🤖 AI Summary
To address the limited field-of-view in monocular RGB streams—which hinders complete scene coverage in 3D Gaussian Splatting (3DGS)—this paper introduces the first real-time, large-scale 3D reconstruction framework tailored for multi-camera devices. Methodologically, it employs hierarchical camera initialization and a lightweight multi-camera bundle adjustment to achieve calibration-free, drift-free online trajectory estimation; further, it proposes a redundancy-free Gaussian sampling strategy and a frequency-aware optimization scheduler, enabling efficient multi-view data fusion via a unified Gaussian representation for online registration and mapping. Experiments demonstrate that, given only raw multi-camera video streams, the system reconstructs high-fidelity scenes spanning hundreds of meters within two minutes. It achieves state-of-the-art performance in reconstruction speed, robustness to motion and lighting variations, and geometric fidelity.
📝 Abstract
Recent advances in 3D Gaussian Splatting (3DGS) have enabled efficient free-viewpoint rendering and photorealistic scene reconstruction. While on-the-fly extensions of 3DGS have shown promise for real-time reconstruction from monocular RGB streams, they often fail to achieve complete 3D coverage due to the limited field of view (FOV). Employing a multi-camera rig fundamentally addresses this limitation. In this paper, we present the first on-the-fly 3D reconstruction framework for multi-camera rigs. Our method incrementally fuses dense RGB streams from multiple overlapping cameras into a unified Gaussian representation, achieving drift-free trajectory estimation and efficient online reconstruction.
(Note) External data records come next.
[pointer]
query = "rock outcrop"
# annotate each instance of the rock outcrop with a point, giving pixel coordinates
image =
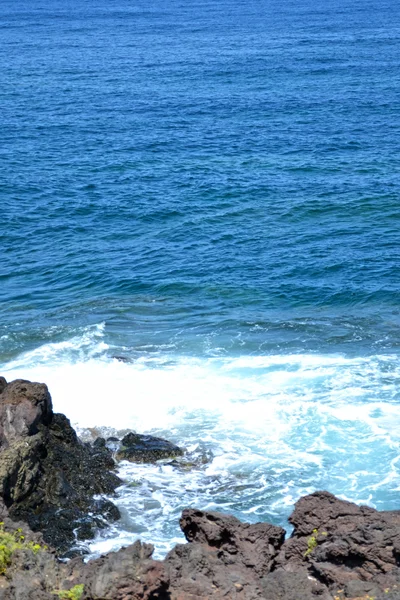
(146, 448)
(48, 477)
(48, 480)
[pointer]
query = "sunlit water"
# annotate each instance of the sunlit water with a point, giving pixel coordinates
(200, 240)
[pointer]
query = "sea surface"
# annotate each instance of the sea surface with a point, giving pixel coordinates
(200, 212)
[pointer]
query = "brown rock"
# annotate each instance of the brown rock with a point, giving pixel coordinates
(24, 406)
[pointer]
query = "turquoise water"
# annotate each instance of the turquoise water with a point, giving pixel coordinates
(200, 239)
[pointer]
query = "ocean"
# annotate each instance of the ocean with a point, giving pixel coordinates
(200, 240)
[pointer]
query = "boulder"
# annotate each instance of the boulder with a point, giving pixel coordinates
(48, 477)
(24, 406)
(341, 543)
(225, 558)
(146, 448)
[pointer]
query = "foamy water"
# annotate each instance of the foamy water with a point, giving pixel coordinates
(259, 431)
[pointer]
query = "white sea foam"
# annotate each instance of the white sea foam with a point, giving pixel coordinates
(271, 428)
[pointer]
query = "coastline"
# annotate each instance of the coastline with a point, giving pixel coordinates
(337, 549)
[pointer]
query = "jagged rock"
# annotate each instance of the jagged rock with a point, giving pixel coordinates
(48, 477)
(146, 448)
(24, 406)
(225, 559)
(350, 542)
(284, 585)
(128, 573)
We propose a hierarchical camera initialization scheme that enables coarse inter-camera alignment without calibration, followed by a lightweight multi-camera bundle adjustment that stabilizes trajectories while maintaining real-time performance. Furthermore, we introduce a redundancy-free Gaussian sampling strategy and a frequency-aware optimization scheduler to reduce the number of Gaussian primitives and the required optimization iterations, thereby maintaining both efficiency and reconstruction fidelity. Our method reconstructs hundreds of meters of 3D scenes within just 2 minutes using only raw multi-camera video streams, demonstrating unprecedented speed, robustness, and Fidelity for on-the-fly 3D scene reconstruction.